MS: Die (Neu-)Verschuldung der Kommunen steigt rasant an. Gerade kleinere Kommunen haben es immer schwerer. Braucht es neue Finanzierungsmodelle für die Kommunen?

Berger: Je ländlicher, desto mehr Potenzial gibt es natürlich, was die erneuerbaren Energien angeht.
Wir müssen wieder zum Verursacherprinzip kommen: Wer etwas bestellt, der muss es auch bezahlen! Leider werden viele Gesetze, vor allem auf Bundes- und auf Landesebene gemacht, bei denen den Kommunen nichts anderes übrig bleibt, als Geld auszugeben. Wenn die Kommunen das so nicht stemmen können, dann muss man andere Gesetze machen.

MS: Mieten, Lebensmittel, Energiekosten – die Preise in diesen Bereichen bleiben nach wie vor auf hohem Niveau. Welche Maßnahmen schlagen Sie vor, um die Preise wieder zu senken?

Berger: Der CO2-Preis wird nach oben schießen. Und das Einzige ist, jetzt konsequent im Gebäudesektor umzustellen und die Menschen, die privates Eigentum haben - und keine Multimillionäre sind - zu unterstützen. Und wir setzen uns massiv für sozialen Wohnungsbau ein.

Die Merkel-Regierung hat beschlossen, 2045 klimaneutral zu sein. Das sind unsere eigenen Versprechen, die wir als Staat, als Deutschland gegeben haben, auch wenn wir Grüne damals nicht in der Regierungsverantwortung waren. Nehmen wir die internationalen Verträge ernst, dann sollten wir alles tun, um uns daran zu halten. Es macht keinen Sinn, jetzt in Öl- und Gas Heizungen zu investieren, die dann in 20 Jahren hinfällig sind.

Zu den Lebensmitteln müssen wir unsere Bauern und Bäuerinnen im Blick haben, die oftmals unter einem immensen Preisdruck produzieren müssen. Große Lebensmittelkonzerne können sehr viel Macht ausüben. Wir brauchen einen Gegenpol, auch in der EU- Gesetzgebung. Gleichzeitig müssen wir unseren europäischen Binnenmarkt nutzen und schützen.

MS: Hunderttausende Arbeitskräfte fehlen, ob in Pflege, Handwerksbetrieben oder an Schulen und Kitas - Tendenz steigend. Wie wollen Sie hier gegensteuern?

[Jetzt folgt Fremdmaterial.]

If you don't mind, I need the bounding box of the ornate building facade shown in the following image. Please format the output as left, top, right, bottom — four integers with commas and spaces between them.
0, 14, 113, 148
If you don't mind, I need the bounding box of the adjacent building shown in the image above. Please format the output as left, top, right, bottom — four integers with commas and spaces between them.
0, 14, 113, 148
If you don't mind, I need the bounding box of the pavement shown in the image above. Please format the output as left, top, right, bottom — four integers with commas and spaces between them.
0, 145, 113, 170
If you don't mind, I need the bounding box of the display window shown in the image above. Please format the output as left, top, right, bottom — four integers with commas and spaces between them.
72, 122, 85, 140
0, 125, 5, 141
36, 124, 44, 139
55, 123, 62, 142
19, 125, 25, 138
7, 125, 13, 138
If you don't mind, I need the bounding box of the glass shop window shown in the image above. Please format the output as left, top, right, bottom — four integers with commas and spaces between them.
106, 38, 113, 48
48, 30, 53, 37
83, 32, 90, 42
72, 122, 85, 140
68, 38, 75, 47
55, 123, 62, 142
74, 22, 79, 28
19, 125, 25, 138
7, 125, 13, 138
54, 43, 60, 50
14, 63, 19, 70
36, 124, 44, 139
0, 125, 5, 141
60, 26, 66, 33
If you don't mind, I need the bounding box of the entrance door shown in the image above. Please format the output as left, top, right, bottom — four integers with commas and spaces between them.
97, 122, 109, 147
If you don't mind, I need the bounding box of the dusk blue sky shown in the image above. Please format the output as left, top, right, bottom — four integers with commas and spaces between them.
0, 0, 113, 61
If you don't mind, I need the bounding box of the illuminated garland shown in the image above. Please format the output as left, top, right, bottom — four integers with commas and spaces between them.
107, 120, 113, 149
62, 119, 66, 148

Berger: Diese Berufe müssen attraktiver werden, auch vom gesellschaftlichen Standing her. Im Idealfall können gerade hier Arbeitskräfte einen kreativen Ausdruck finden und das neue Arbeitsfeld mitbestimmen, was auch dem Wert entsprechend entlohnt werden muss. Meine Frau ist beispielsweise Erzieherin und hat sich nun selbständig gemacht mit einer Kindertagespflegeeinrichtung direkt zu Hause bei uns, in unserem Lebenszentrum.

Außerdem bietet es Chancen, wenn wir Deutschland als Einwanderungsland begreifen. Menschen, die Schutz und Asyl bei uns suchen, erhalten erstmal keine Arbeitserlaubnis. Sie müssen mitunter ein halbes Jahr oder noch mehr warten, bis sie überhaupt mal den ersten Deutschkurs belegen können, um unserem Arbeitsmarkt zur Verfügung zu stehen dürfen. Da wäre die Vision, dass das schneller geht. Es sollte die Möglichkeit geben Menschen einzustellen, auch wenn es noch Sprachbarrieren gibt, um über die Integration in der Tätigkeit und damit der Gesellschaft die Sprache erwerben.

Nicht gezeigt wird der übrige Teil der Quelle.